Он отвел взор. — Это грех, — сказал скорбно, — ты поставила мнения выше Христа… Дурной я был тебе учитель.
— Любовь — это грех?!— ей почудилось, что даже стены, белые, древние замерли. — Тогда прощай! Я выбираю грех!
* * *
Слышал, говорят, шеф замешан в каких-то делишках, так что, если все вскроется, он полетит. Импозантный тяжело задышал. Не верю. Сидоркин и правда не поверил — шеф хитрый лис, всех обошел и здесь открутится. Документ в морду тыкнут — не открутится. Ну, чем он мог там заниматься? Сидоркин упорно не верил. У него чутье — он бы ничего нигде подписывать не стал. А друг у него был, доктор наук, в Австрию умотал десять лет назад, какие-то научные госсекреты там раскрыл, шефа, думаешь, не таскали. Они же вместе рука об руку карьеру делали. Не верю, что шеф мог допустить какую-нибудь оплошность. Сидоркин стоял насмерть.
Правильно ты поступил, похвалила его жена, он, возможно тебя провоцировал, потом возьмет, тому доложит, а тот его сделает завсектором, а тебя... и ты не узнаешь...
— ...где могилка твоя, — пробормотал Сидоркин, отхлебнув молока.

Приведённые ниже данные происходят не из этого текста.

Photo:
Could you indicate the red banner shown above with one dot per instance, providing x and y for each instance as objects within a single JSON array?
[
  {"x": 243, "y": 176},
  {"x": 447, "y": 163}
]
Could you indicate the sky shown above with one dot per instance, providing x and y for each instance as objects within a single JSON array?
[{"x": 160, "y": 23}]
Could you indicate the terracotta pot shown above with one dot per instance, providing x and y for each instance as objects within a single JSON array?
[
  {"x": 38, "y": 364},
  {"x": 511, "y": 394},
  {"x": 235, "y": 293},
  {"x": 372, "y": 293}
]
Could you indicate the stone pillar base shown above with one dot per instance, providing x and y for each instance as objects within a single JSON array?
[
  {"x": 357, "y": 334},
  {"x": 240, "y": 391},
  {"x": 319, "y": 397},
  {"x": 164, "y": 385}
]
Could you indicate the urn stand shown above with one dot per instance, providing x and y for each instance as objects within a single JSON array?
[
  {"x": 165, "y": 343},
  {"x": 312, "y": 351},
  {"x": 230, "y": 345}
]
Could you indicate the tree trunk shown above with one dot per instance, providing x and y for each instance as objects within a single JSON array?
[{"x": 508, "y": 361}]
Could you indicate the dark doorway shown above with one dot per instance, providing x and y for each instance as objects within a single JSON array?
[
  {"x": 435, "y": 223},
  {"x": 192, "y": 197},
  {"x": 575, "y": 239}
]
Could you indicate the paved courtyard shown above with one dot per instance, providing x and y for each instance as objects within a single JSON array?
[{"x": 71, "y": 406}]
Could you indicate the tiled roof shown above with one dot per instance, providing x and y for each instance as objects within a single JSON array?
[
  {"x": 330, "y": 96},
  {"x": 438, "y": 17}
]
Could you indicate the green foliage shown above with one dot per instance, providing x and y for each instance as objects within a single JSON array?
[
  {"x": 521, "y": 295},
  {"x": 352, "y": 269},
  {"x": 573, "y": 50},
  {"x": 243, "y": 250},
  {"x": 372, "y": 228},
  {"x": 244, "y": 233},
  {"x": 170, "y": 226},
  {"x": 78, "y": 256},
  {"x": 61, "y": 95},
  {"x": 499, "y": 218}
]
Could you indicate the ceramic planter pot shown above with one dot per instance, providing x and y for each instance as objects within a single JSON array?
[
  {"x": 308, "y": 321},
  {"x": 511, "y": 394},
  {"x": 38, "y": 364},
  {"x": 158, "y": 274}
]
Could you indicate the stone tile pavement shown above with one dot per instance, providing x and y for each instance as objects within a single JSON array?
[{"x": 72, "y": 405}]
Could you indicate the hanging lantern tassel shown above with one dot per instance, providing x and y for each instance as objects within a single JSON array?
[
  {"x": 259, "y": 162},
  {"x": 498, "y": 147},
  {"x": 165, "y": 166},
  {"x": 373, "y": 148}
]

— ...кто тебя подсидел и как.
— Вот до чего докатились, — допив молоко, стал возмущаться Сидоркин, — последнюю совесть потеряли, нет, чтобы думать о работе, стараться внести посильный вклад в дело науки, так нет же, только и знают, что подсиживают, выживают, шоколадки заграничные секретаршам в карманы суют, я, конечно, был бы не против, если бы нашего шефа того. — Он воровато глянул на супругу, телеса которой выступали из-под халата гигантскими китами из-под голубой водицы океана, — он, шеф, не тот руководитель, не его бы я как человек порядочный, старых взглядов, желал бы видеть на таком высоком посту, да, он знает языки, он умеет вести беседу с иностранными коллегами, но, посуди сама, все же видят его недостатки, их не скроешь — вот, только сегодня в дверях я опять столкнулся с какой-то его очередной вульгарной бабой...

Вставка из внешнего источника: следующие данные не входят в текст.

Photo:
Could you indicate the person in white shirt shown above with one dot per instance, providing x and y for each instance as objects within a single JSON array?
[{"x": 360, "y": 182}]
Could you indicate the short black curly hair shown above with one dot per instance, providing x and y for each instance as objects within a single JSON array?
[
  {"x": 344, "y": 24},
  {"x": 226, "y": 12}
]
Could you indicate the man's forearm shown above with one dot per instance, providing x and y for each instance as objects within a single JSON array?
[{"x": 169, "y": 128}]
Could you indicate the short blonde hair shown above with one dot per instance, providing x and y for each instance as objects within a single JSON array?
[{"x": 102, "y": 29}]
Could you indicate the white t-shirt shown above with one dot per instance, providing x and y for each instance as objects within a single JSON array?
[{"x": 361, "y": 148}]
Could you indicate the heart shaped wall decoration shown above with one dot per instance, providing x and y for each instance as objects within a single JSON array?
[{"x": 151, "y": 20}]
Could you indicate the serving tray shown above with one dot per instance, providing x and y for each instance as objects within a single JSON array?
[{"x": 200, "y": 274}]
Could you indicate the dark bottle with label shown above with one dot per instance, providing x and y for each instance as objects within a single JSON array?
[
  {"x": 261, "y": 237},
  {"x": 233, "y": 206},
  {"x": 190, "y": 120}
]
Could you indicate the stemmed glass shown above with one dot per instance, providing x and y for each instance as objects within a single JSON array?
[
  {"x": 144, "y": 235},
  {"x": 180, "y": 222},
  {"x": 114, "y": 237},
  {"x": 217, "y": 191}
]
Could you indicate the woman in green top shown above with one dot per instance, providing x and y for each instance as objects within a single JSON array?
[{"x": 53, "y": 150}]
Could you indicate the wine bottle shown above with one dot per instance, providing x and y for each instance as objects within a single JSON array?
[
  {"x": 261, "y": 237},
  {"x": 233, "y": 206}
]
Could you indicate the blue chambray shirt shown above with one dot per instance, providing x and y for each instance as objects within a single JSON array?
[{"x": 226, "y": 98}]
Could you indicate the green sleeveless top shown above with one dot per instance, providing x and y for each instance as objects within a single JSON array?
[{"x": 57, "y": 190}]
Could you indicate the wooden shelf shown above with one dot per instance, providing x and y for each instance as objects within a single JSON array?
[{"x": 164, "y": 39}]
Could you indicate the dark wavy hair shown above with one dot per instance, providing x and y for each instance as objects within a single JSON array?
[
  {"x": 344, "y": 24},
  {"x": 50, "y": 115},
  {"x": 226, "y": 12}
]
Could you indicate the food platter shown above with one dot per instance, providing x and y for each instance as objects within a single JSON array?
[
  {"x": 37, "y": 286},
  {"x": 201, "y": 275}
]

— Может, она по делам приходила, Федя, — предположила жена, облизывая вазочку из-под варенья, — мало ли злые языки наговорят. Я вон его по телевизору видела, так он мне понравился — ну, прямо обаятельный, как мой любимый Буба Кикабидзе, только помоложе.
* * *
Опять инфлюэнца, нет, зря Тамара считает, что он слишком мнителен и страшится любого вируса, ведь это она заболела, как-то странно вдруг сжало грудь, защемило сердце, точно в детстве, ему было не больше тринадцати, у них в доме гостила крохотная материнская племянница, такая красивая, удивительно красивая девочка, потом, когда она превратилась в толстую мохноногую бабу, он видеть ее не мог, словно судьба, издеваясь лично над ним, вырастила из хрупкого цветка грубую кабаниху, но тогда — очаровательная и тоненькая — она лежала в постели, заболев, и плакала, но ни носик, ни глазки ее не опухали, а слезы катились и катились по беленькому личику — и он смотрел на нее, восхищаясь ее утонченными чертами, ее черными глазами с влажными ресницами, ее каштановыми легкими локонами, но вдруг она, взмахнув лепестками розовых ноготков, откинула простынку — и он увидел ее раздутую, как поднявшееся за ночь тесто, шею — и отшатнулся, у него защемило сердце, в постели лежал не ангел, а маленький уродец, пусть лучше бы Амелия (ее звали так) родилась обыкновенной девчонкой, думал он, покупая в аптеке для нее лекарства, тогда совсем не было бы обидно, что пробежавшая противная свинка так изуродовала ее, пусть лучше бы в мире вообще не было красоты, если она столь хрупка...
...Лежит одна, в своем тьмутараканье, одна, подруг нет, а дома в районе все одинаковые, бесстрастные стражи, пустят ли они его к ней, что за чушь, одернул себя, сентиментальность во мне завелась, как зародыш нового чего-то, некрасивый, сморщенный, но зато обещающий стать чем угодно, может, и самой красотой, личико Амелии возникло перед его внутренним взором, да, одна, никаких лекарств, а у него куча самых редких, ведь покупают они с Тамарой, когда мотыляются — мотыльками — с костыльками — нет, в самом деле чушь лезет в голову, когда ездят они по свету, наберу таблеток, настоек, сам ее вылечу, своим присутствием, дыханием, телом, чем я, собственно, хуже Николая Каримовича, он, видите ли, может, а я не могу, мне еще в школе говорили, что у меня гипнотический взгляд, одноклассница однажды, когда я ей в деталях описал, где она была вчера и что делала (целовалась, конечно. до утренней росы), даже кричала — ты дьявол! дьявол! — говорят, стала известным невропатологом, а куда ей еще было идти с ее очень нервной системой...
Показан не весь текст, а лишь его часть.